ユキムラはグルグルと、螺旋階段を上るかのように逃げ回る。
「しつこい! しつこすぎるぞ! 来るな!」
ユキムラはとうとう音を上げ騒ぎ始める。
「ハハハ、その声が聞きたかったよ。まぁ、僕達一度決めたことはやめないから」
アケボノはにやにやしている。ユキムラは肝を冷やした。
「殺される……」
「魔力で守られている人間はそう簡単には死なないさ。
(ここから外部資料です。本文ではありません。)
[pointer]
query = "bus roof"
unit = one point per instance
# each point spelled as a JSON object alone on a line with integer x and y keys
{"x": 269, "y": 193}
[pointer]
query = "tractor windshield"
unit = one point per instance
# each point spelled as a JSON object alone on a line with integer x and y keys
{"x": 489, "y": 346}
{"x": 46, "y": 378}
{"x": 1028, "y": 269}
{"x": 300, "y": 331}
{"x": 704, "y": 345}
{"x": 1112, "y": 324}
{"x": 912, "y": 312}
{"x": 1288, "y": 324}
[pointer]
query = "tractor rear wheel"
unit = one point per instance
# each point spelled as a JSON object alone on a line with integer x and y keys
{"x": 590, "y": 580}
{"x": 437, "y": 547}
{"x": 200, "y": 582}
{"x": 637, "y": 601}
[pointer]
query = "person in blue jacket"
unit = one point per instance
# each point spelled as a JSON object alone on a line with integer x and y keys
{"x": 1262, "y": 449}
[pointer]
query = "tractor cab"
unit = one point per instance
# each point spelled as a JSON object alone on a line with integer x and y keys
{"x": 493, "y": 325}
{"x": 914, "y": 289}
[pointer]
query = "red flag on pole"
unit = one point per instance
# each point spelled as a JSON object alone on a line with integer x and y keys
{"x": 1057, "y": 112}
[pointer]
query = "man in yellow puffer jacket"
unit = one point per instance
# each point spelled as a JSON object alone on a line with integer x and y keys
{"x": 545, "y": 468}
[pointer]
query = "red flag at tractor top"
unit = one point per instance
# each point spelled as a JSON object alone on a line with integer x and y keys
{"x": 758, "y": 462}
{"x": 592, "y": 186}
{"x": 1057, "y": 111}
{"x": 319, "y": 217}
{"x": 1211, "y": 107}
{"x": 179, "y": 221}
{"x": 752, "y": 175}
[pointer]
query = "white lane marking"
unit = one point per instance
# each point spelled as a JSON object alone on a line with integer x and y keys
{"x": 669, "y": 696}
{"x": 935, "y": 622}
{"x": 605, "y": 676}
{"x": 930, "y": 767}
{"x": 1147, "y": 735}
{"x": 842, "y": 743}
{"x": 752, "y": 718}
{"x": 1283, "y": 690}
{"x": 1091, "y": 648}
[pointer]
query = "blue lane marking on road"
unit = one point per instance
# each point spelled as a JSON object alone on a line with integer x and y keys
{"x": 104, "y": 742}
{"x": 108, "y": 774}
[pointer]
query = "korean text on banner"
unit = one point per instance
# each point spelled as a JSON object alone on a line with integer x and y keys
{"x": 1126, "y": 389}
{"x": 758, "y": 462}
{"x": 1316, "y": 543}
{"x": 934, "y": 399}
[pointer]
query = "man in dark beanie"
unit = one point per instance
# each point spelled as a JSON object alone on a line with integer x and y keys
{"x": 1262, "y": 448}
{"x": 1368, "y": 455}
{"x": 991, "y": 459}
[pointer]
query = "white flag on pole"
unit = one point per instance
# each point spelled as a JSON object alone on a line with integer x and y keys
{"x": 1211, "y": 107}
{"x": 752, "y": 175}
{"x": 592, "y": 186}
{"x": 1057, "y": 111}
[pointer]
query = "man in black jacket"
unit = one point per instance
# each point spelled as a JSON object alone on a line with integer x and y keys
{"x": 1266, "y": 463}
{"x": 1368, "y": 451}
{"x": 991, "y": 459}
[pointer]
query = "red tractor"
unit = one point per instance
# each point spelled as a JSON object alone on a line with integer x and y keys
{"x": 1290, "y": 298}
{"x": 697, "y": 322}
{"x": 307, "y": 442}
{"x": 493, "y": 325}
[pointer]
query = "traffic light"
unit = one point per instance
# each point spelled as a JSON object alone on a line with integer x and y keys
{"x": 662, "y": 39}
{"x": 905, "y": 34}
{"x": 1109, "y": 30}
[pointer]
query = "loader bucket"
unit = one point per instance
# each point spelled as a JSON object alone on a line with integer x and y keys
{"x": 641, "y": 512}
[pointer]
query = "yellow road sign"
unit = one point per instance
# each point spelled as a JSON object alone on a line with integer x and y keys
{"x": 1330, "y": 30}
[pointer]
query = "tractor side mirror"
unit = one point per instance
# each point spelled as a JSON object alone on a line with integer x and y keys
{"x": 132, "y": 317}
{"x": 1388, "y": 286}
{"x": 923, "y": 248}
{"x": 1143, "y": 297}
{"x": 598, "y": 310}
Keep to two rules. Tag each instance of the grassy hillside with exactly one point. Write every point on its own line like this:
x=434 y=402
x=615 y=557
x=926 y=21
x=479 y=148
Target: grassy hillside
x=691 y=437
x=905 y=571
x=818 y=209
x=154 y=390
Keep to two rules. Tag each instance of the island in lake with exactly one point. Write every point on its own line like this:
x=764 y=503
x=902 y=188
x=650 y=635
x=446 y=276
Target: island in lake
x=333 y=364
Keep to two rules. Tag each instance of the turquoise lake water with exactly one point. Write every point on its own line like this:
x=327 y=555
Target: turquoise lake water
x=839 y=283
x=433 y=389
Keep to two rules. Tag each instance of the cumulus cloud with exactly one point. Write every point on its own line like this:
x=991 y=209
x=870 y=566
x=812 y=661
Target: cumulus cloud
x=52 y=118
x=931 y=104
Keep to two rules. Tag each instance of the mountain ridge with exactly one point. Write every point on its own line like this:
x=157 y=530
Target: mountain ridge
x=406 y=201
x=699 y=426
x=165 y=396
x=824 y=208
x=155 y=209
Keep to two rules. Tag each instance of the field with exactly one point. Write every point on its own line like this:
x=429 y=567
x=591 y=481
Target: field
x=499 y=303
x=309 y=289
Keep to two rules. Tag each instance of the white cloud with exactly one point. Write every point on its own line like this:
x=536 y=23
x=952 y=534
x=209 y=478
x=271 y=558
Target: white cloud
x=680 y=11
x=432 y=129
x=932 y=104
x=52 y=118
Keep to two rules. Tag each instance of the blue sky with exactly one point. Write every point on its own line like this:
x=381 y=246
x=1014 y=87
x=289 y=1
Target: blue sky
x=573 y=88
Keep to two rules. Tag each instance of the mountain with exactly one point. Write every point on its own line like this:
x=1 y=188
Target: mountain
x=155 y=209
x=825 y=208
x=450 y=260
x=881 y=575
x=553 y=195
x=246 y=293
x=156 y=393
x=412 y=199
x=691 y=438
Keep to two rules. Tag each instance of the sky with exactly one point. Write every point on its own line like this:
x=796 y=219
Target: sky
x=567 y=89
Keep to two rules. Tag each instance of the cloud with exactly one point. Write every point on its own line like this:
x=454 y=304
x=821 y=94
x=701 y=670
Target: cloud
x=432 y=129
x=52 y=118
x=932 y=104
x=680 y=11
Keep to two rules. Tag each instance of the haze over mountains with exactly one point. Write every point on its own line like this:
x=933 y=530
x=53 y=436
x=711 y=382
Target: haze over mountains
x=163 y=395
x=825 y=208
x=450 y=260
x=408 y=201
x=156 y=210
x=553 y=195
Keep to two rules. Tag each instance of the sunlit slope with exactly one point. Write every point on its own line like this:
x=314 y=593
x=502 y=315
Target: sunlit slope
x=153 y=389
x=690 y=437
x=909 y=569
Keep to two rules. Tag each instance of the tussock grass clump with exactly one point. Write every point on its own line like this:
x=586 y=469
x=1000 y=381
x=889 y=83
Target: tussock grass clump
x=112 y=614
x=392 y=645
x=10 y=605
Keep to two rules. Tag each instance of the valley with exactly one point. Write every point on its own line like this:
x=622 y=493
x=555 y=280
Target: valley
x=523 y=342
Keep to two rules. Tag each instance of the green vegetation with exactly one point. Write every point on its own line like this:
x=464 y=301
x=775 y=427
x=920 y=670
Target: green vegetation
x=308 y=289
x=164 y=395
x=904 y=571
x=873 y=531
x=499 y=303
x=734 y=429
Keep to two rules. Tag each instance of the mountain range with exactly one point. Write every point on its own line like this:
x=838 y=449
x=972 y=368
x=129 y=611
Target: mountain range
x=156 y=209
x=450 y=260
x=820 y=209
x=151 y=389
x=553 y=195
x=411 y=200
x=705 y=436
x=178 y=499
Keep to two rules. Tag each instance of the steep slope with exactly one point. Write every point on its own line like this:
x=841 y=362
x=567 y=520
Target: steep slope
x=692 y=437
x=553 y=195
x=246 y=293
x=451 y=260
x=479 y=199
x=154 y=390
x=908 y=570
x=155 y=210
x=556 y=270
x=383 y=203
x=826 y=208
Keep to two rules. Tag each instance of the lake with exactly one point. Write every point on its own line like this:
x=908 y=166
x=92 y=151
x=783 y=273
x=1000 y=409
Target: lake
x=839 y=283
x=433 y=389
ただ結構痛いから気を付けてね」
グリルは助言する。
ユキムラは何を思ったか、下に向かって急加速し始めた。
「!?」
ここにいる全員、選手だけじゃない、強化武の先輩である観客までもは度肝を抜いた。
「ハハハ!」
「ストレスをかけすぎた! ハイになってるよこれ!」
アケボノはにやにやしている。ユキムラはそのままアケボノを押し込み、重力に屈した。アケボノと、ユキムラはこの後地面に勢いよくぶつかり、全身の骨を折り、退場した。
「恐ろしい奴だユキムラってやつは」
ノブナガはそう言うと苦笑した。副将、中一チームミツヒデ、中二チームガロンが開始線に立つ。
「……」
「……」
ミツヒデとガロンは何も言わずに加速する。同時に両者の球が排出される。
ガロンはまず、壁すれすれを移動している球を狙う。
「ガロンそう言うことか、魔球として使える球は一つだけ、あれさえ壊せばあとは楽勝だ」
グリルは空高くから見下ろす。
「それに上は俺に任せるということだな」
グリルは上空にある赤い球を狙って動き始める。
「ケンシン止めるぞ!」
「わかったよ。ヒデヨシ!」
三人はまるで箒に乗ってる魔法使いのように加速し、右足を前に、左足を後ろに、雲から下に急加速で降りてくる。
ノブナガはがくがく足を震わせながら見ている。その目は少し暗くよどみ、笑っていた。
飛行機雲のような線が、空に浮かぶ。
「今年の一年はヤバいな! ハハハ」
グリルは左右にくねくねと蛇行する。
「逃がさん!」
ヒデヨシは刀を振る。グリルはそれを、ノールックでお辞儀のような姿勢でかわす。
「後ろから切るなんて卑怯だぞ」
「そうなんですか、申し訳なかったです」
ヒデヨシは謝る。そして固まる。
「いいのよ、ヒデヨシ。そう言うスポーツよ!」
ケンシンは加速をやめない。
だが、そう言っているうちにグリルとの距離はどんどん離れて行く。